Il nous faut concéder une marge nécessaire d’initiative aux professionnels car les personnes accueillant les jeunes enfants, quels que soient leur métier, ne sont pas des exécutants de consignes et protocoles, ce sont des adultes responsables. Il s’agit de ne rien lâcher dans la qualité de l’accueil, de trouver un juste équilibre entre précaution sanitaire nécessaire et humanisme professionnel indispensable.
Passe le temps de la surprise et de la sidération…Nous revenons peu a peu a un comportement plus rationnelle qui nous rappelle que notre métier consiste a construire un accueil sécurisant pour les enfants mais aussi pour les familles.
Ma micro est reste ouverte durant toute la durée du confinement accueillant les enfants de ceux qui ont œuvres au quotidien pour nous ! Nous n’avons pas eu cet effet retour, nous avons juste traversé la période
Concernant l’accueil nous avons misé sur la ventilation extérieur naturelle, laissant ouvert les espaces de circulation (distanciation), rotation par caisse a la journée des jeux (le virus ne tient pas plus de 5 jours sur les surfaces), division du groupe en 2..etc
Nous avons tout de même en tète quelques notions de bon sens :
Nettoyage avec de produit puissant, oui, mais pas n’importe comment et à n’importe qu’elle prix, la javel étant tout de même hautement toxique pour les voie respiratoire (il y a des informations venant d’un passé pas très lointain qu’il vaut mieux ne pas oublier, nous l’avons utilisé seulement hors présence des enfants en attendant le réapprovisionnement des produit désinfectants) Privilégier le lavage des mains au savon plutôt que le gel hydrologique. Le savon agit sur le virus en détruisant la membrane lipidique dont il est formé...

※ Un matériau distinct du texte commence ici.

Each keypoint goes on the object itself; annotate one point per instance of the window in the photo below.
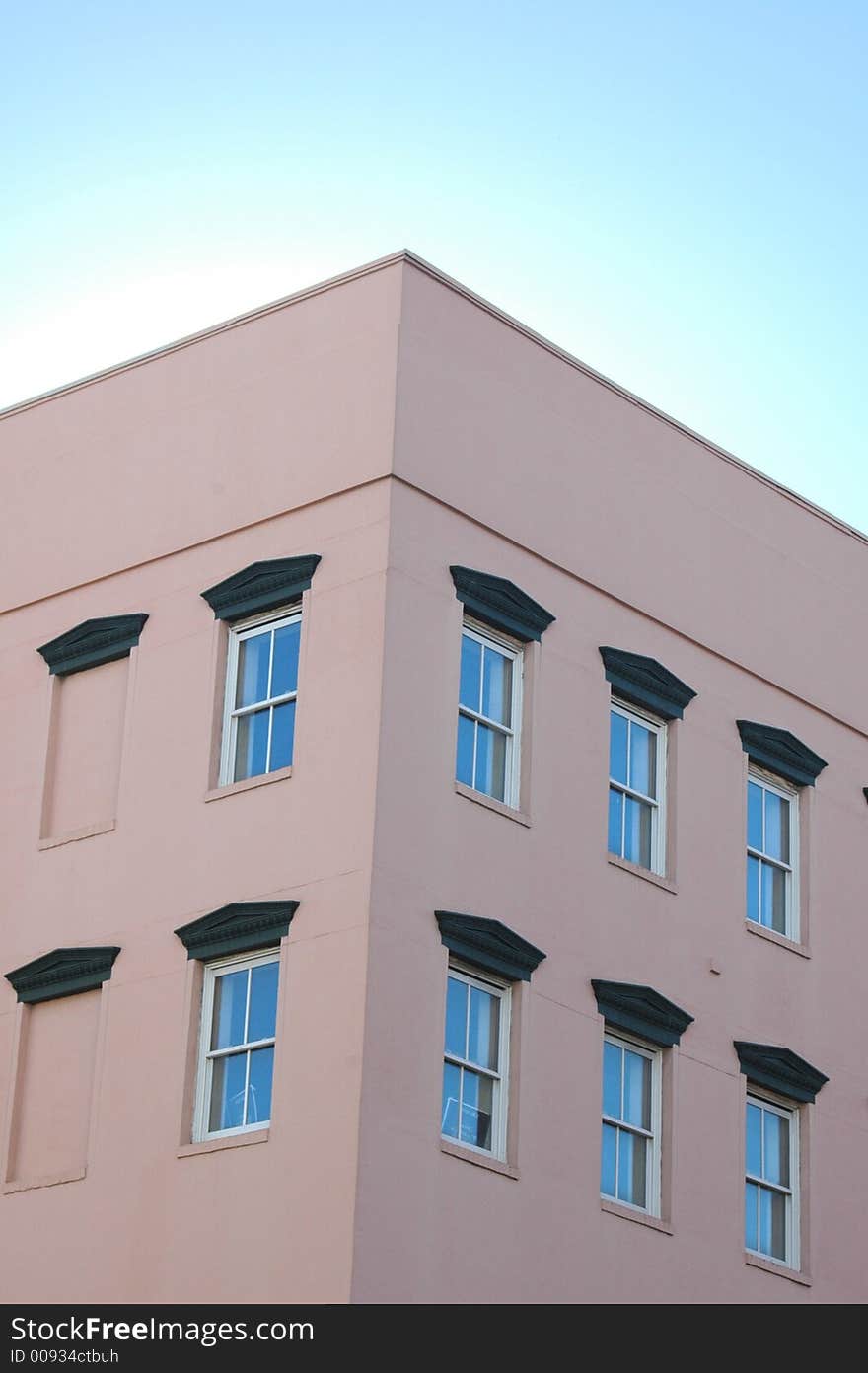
(259, 704)
(474, 1097)
(636, 787)
(237, 1046)
(772, 847)
(630, 1155)
(489, 714)
(770, 1187)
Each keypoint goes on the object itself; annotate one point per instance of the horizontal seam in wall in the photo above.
(198, 542)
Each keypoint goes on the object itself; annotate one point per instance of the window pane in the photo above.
(450, 1110)
(258, 1089)
(643, 759)
(483, 1029)
(262, 1002)
(753, 889)
(613, 1057)
(752, 1217)
(227, 1109)
(490, 762)
(755, 1137)
(470, 688)
(608, 1165)
(616, 747)
(779, 1225)
(497, 686)
(772, 1223)
(637, 831)
(283, 735)
(776, 1152)
(253, 661)
(632, 1152)
(252, 745)
(230, 1008)
(475, 1110)
(465, 756)
(755, 816)
(776, 827)
(456, 1018)
(284, 668)
(615, 812)
(637, 1089)
(775, 899)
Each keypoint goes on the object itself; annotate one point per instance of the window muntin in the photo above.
(636, 787)
(772, 848)
(237, 1046)
(259, 703)
(770, 1185)
(630, 1156)
(475, 1063)
(489, 715)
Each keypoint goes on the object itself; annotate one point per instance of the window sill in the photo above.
(655, 878)
(639, 1217)
(793, 945)
(492, 805)
(87, 832)
(28, 1185)
(248, 784)
(230, 1141)
(479, 1159)
(756, 1261)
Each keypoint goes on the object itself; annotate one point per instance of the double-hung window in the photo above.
(489, 714)
(772, 855)
(237, 1046)
(475, 1063)
(630, 1155)
(770, 1185)
(636, 787)
(258, 727)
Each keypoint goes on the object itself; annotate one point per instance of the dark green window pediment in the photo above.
(500, 603)
(63, 973)
(261, 587)
(241, 927)
(641, 1009)
(646, 683)
(92, 643)
(489, 945)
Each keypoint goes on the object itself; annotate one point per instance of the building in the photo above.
(388, 517)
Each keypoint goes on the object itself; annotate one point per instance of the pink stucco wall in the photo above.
(395, 427)
(637, 536)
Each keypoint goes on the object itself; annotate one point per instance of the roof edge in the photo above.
(444, 279)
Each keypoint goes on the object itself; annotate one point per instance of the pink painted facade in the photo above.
(396, 426)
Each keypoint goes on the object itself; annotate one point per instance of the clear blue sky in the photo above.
(673, 191)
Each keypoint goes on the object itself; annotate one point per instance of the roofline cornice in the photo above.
(444, 279)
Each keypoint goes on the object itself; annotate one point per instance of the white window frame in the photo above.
(791, 882)
(206, 1056)
(249, 629)
(793, 1204)
(500, 1093)
(658, 805)
(654, 1153)
(514, 651)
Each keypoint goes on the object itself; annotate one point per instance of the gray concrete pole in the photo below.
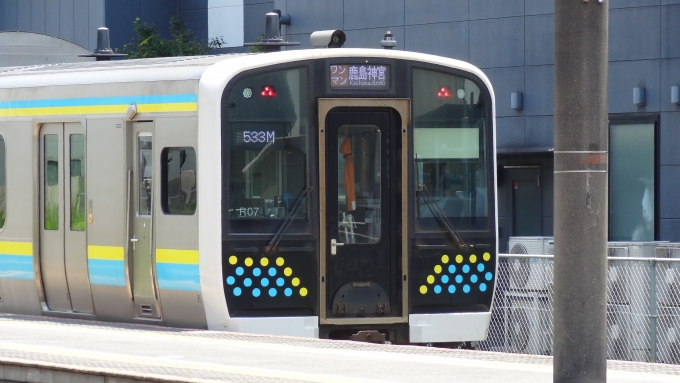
(581, 215)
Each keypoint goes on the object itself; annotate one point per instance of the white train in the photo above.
(312, 193)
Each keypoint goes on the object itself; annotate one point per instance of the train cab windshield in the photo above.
(449, 151)
(267, 158)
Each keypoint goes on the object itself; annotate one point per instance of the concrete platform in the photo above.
(38, 349)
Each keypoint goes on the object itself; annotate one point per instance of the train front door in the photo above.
(363, 207)
(63, 243)
(143, 271)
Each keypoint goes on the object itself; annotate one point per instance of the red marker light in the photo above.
(268, 91)
(444, 92)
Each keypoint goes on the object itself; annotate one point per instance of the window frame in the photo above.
(3, 207)
(626, 119)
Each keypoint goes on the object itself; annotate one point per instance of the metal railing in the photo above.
(643, 308)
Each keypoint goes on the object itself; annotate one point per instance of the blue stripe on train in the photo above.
(159, 99)
(16, 266)
(106, 272)
(175, 276)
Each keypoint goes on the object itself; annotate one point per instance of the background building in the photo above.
(511, 40)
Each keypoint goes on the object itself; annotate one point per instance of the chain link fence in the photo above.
(643, 306)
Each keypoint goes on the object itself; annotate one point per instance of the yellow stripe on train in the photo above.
(98, 109)
(184, 257)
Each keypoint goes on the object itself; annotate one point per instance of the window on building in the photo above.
(632, 182)
(3, 186)
(179, 181)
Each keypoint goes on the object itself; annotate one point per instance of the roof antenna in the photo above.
(103, 51)
(388, 41)
(272, 41)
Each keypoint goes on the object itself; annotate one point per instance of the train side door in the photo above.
(363, 205)
(63, 242)
(144, 288)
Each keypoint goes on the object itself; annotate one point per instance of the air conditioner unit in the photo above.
(528, 323)
(669, 335)
(618, 331)
(530, 273)
(668, 275)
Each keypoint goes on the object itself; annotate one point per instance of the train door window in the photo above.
(450, 151)
(51, 211)
(359, 191)
(178, 194)
(77, 170)
(3, 186)
(145, 174)
(631, 182)
(266, 152)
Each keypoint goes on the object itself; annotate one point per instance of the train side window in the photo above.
(77, 170)
(3, 186)
(51, 181)
(178, 192)
(449, 151)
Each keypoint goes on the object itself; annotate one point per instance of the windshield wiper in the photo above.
(292, 212)
(439, 214)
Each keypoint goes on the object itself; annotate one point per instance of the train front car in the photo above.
(358, 196)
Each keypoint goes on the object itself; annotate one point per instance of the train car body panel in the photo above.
(214, 194)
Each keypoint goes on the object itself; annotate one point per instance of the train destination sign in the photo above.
(360, 76)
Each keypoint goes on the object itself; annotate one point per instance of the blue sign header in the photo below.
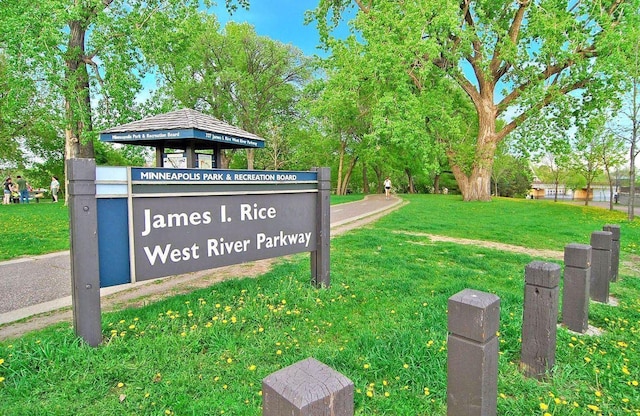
(158, 175)
(155, 135)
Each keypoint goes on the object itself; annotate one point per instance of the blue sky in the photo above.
(282, 20)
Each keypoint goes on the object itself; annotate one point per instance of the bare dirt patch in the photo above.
(549, 254)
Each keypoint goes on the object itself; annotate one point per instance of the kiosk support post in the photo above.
(320, 259)
(85, 273)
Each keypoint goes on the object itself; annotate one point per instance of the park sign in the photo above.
(157, 222)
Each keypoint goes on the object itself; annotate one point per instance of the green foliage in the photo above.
(511, 60)
(34, 228)
(382, 323)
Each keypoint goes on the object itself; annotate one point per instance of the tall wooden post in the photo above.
(540, 318)
(472, 358)
(575, 295)
(320, 259)
(600, 265)
(85, 273)
(614, 229)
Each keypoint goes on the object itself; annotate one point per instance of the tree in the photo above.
(511, 58)
(612, 159)
(88, 52)
(588, 156)
(628, 128)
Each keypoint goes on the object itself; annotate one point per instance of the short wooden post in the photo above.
(472, 360)
(600, 265)
(614, 229)
(540, 318)
(575, 295)
(307, 388)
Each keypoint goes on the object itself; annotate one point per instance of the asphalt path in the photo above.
(39, 284)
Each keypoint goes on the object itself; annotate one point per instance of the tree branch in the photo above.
(498, 70)
(541, 104)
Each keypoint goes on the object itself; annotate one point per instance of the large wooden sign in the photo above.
(156, 222)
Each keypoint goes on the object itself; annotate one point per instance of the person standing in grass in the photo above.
(55, 187)
(387, 188)
(23, 189)
(7, 187)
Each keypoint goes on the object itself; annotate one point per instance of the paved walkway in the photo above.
(39, 284)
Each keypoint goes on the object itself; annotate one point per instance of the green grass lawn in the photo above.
(382, 323)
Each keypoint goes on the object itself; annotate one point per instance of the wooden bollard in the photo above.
(614, 229)
(540, 319)
(575, 295)
(307, 388)
(472, 359)
(600, 265)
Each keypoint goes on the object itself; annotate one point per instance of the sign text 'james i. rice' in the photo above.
(200, 232)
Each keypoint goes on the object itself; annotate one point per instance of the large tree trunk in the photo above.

Prévenir, être vigilant, se tenir prêt à une éventuelle contamination, je peux le concevoir, mettre en place des protocoles d’accueil hospitalier pour des enfants qui n’ont pas était jusque-là contaminé…cela me parait surdimensionné !

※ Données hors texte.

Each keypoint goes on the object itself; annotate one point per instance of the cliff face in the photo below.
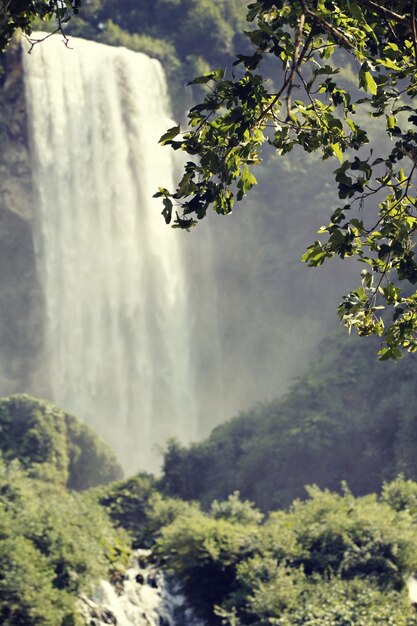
(20, 293)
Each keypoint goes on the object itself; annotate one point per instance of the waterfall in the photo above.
(142, 596)
(116, 345)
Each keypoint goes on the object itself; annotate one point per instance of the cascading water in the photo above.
(142, 596)
(116, 345)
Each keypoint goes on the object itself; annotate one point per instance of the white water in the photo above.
(142, 598)
(116, 344)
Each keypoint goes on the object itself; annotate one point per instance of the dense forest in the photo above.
(300, 511)
(334, 559)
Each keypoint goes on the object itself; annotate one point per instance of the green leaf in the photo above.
(337, 151)
(170, 134)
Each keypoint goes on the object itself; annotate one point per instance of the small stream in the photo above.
(143, 596)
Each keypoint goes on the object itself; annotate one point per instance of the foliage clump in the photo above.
(53, 445)
(333, 560)
(53, 545)
(349, 417)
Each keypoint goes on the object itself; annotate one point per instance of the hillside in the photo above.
(348, 418)
(53, 445)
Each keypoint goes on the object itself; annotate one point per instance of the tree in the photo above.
(312, 107)
(20, 14)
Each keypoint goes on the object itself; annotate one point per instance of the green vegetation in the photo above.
(52, 445)
(349, 417)
(53, 544)
(20, 15)
(308, 105)
(331, 561)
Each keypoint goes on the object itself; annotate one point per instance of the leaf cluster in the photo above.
(308, 42)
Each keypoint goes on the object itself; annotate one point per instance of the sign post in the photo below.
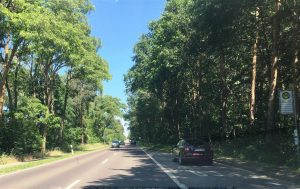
(287, 101)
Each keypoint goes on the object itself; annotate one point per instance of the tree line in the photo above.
(51, 78)
(213, 68)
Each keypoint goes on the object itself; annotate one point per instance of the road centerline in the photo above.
(168, 172)
(73, 184)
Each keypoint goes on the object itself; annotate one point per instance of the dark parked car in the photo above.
(192, 151)
(115, 144)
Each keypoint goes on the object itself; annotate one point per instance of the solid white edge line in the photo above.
(104, 161)
(73, 184)
(49, 163)
(173, 177)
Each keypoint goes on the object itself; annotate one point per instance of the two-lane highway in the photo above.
(129, 167)
(124, 167)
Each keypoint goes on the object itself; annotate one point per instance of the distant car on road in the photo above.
(115, 144)
(192, 151)
(132, 142)
(121, 142)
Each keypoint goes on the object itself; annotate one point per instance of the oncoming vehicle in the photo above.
(192, 151)
(115, 144)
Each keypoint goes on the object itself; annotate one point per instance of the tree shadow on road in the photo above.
(145, 174)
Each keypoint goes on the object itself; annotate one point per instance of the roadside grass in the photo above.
(244, 149)
(254, 149)
(8, 166)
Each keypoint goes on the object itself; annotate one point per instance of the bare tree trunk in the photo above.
(296, 86)
(223, 112)
(7, 63)
(63, 116)
(253, 83)
(274, 71)
(44, 140)
(81, 122)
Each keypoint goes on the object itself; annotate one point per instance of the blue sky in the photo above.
(119, 24)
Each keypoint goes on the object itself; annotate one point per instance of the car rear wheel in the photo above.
(180, 160)
(210, 162)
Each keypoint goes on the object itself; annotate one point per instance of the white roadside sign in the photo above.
(286, 102)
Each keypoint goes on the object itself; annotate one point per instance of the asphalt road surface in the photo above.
(131, 167)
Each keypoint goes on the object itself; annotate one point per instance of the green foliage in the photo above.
(192, 75)
(47, 106)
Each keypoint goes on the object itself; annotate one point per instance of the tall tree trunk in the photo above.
(274, 71)
(9, 94)
(7, 63)
(44, 140)
(253, 83)
(296, 85)
(63, 116)
(223, 112)
(81, 122)
(15, 86)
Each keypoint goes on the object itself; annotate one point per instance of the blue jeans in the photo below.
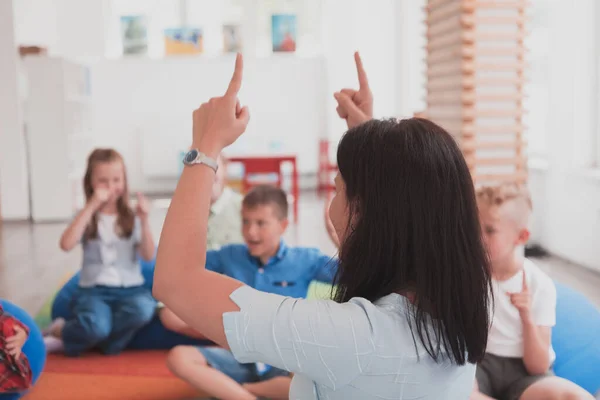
(106, 317)
(223, 360)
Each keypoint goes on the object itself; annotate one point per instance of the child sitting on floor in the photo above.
(519, 356)
(15, 372)
(111, 304)
(266, 263)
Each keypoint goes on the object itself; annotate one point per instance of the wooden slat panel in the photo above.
(444, 83)
(473, 145)
(445, 69)
(433, 4)
(471, 82)
(447, 40)
(472, 51)
(471, 129)
(470, 113)
(496, 161)
(517, 177)
(470, 20)
(451, 24)
(444, 54)
(493, 4)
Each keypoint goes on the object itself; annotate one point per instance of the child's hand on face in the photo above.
(330, 228)
(14, 344)
(101, 196)
(143, 206)
(522, 300)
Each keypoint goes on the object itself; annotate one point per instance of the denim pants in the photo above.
(107, 318)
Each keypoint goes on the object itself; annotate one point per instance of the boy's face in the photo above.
(262, 230)
(501, 233)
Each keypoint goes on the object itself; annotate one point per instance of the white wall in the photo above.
(566, 195)
(36, 23)
(14, 189)
(144, 110)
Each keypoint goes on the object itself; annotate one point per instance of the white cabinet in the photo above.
(58, 122)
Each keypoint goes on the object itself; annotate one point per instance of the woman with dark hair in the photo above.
(409, 317)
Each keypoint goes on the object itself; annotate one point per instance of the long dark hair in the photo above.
(126, 216)
(414, 227)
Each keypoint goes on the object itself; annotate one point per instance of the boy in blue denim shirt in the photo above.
(266, 263)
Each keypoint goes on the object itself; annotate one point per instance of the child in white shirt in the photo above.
(519, 355)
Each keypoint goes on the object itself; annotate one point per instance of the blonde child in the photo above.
(111, 303)
(519, 354)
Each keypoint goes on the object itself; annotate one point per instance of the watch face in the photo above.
(190, 156)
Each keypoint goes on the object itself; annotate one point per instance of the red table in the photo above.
(267, 165)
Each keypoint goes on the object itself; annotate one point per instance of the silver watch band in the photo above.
(200, 158)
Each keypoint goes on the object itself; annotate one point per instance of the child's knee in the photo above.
(181, 359)
(139, 310)
(171, 321)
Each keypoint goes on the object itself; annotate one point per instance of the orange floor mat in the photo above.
(140, 375)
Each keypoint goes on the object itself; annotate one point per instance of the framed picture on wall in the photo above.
(283, 32)
(232, 38)
(184, 41)
(134, 33)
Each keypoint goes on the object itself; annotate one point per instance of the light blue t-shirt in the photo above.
(111, 260)
(354, 350)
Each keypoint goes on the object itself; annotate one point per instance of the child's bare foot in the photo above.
(55, 328)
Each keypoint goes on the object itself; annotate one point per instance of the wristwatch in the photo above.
(195, 156)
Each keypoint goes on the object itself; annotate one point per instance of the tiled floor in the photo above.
(32, 265)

Cette crise je la voie comme une occasion supplémentaire de se rassembler, chacun dans la couleur de sa profession pour repenser, recentrer notre accompagnement sur l’enfant ses besoins, la famille ses aspirations…l’agencement des espaces, l’utilisation des extérieurs(comment optimiser cette proposition pour la rendre encore plus riche), notre regard, notre position….et en aucun cas pour stresser ou faire preuve de comportements anxiogènes qui traduirai une projection subjective des personnes par apport a ce virus.

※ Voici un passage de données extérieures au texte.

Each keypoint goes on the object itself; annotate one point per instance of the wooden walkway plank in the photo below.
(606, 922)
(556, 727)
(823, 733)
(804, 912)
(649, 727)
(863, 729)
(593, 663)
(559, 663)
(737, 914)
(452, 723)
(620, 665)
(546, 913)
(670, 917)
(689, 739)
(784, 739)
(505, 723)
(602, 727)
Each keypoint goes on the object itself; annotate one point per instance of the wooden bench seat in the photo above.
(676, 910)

Il nous a fallu plusieurs années de lutte pour faire briller la lumière dans ce qui était encore il y a quelques années un accompagnement sur médicalisé, sur hygiénique, pour recentrer le travail des équipe sur les véritable besoins de l’enfant (besoins sensoriel et moteur) et de sa famille.
Rebondissons ensemble et redessinons, encore une fois le paysage de la PE, afin que cette période nous incite à utiliser les extérieurs, à nous rapprocher encore plus de la nature.
Que ce temps particulier ne nous conduise pas vers une régression des pratiques dont on aura du mal à sortir. Mais que bien au contraire, qu’il nous rapproche dans la réflexion d’une organisation pragmatique, objective, qui tient compte de notre savoir, de nos expériences que nous conjuguerons, aux informations scientifiques, et a la raison.